37-5

In this problem we can to compare measurements made in the stationary lab frame with those 'made' by a moving particle. In the diagram below (fig.5), $x$ is the distance traveled by the particle in the lab frame before it disintegrates, and $t$ is the corresponding time (measured in the lab frame). Then $t'$ is the time interval until the disintegration as measured by the particle.

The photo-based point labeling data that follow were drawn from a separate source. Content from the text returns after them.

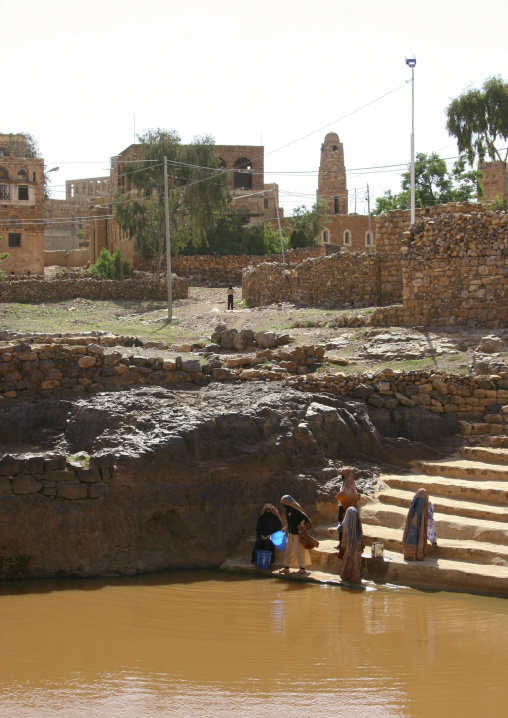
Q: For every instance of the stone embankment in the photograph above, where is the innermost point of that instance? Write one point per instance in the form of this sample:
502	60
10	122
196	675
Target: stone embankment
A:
221	271
82	366
339	280
455	269
56	477
37	290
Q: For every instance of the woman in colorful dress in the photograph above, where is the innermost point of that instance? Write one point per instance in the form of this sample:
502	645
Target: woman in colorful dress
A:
352	547
347	496
296	553
414	538
269	522
431	526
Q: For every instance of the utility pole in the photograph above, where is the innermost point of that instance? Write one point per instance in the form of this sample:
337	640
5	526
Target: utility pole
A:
278	220
168	242
370	225
411	62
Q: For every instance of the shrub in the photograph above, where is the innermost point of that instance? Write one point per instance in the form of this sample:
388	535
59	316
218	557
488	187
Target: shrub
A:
111	266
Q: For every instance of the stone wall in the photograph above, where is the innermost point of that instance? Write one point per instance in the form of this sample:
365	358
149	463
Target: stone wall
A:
140	286
28	371
66	258
455	269
220	271
339	280
56	477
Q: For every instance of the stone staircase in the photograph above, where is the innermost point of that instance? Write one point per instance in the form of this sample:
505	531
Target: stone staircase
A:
470	496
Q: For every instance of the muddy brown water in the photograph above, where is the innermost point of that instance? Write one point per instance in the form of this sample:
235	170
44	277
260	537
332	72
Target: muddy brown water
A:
211	644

Figure 5: Space-time diagram for 37-5.

We can see that the problem is very similar to the last one. In fact, all the algebra is going to be the same and we will just quote the result that

$$ct'=\frac{ct}{\gamma}.$$

Now, we don't know $t$ this time, but we do know $x$ and $\beta$, the other quantities measured in the lab frame. We have

$$ct = \frac{x}{\beta}=\frac{1.05 {\;\rm mm}}{.992}=1.0585\;{\rm mm}.$$

We can also compute $\gamma$:

$$\gamma=\left(1-.992^2\right)^{-1/2}=7.9216.$$

Then we have

$$ct'=\frac{ct}{\gamma}=\frac{1.0585\;{\rm mm}}{7.9216}=.13362\;{\rm mm},$$

or $t'=4.45\times 10^{-13}$ s.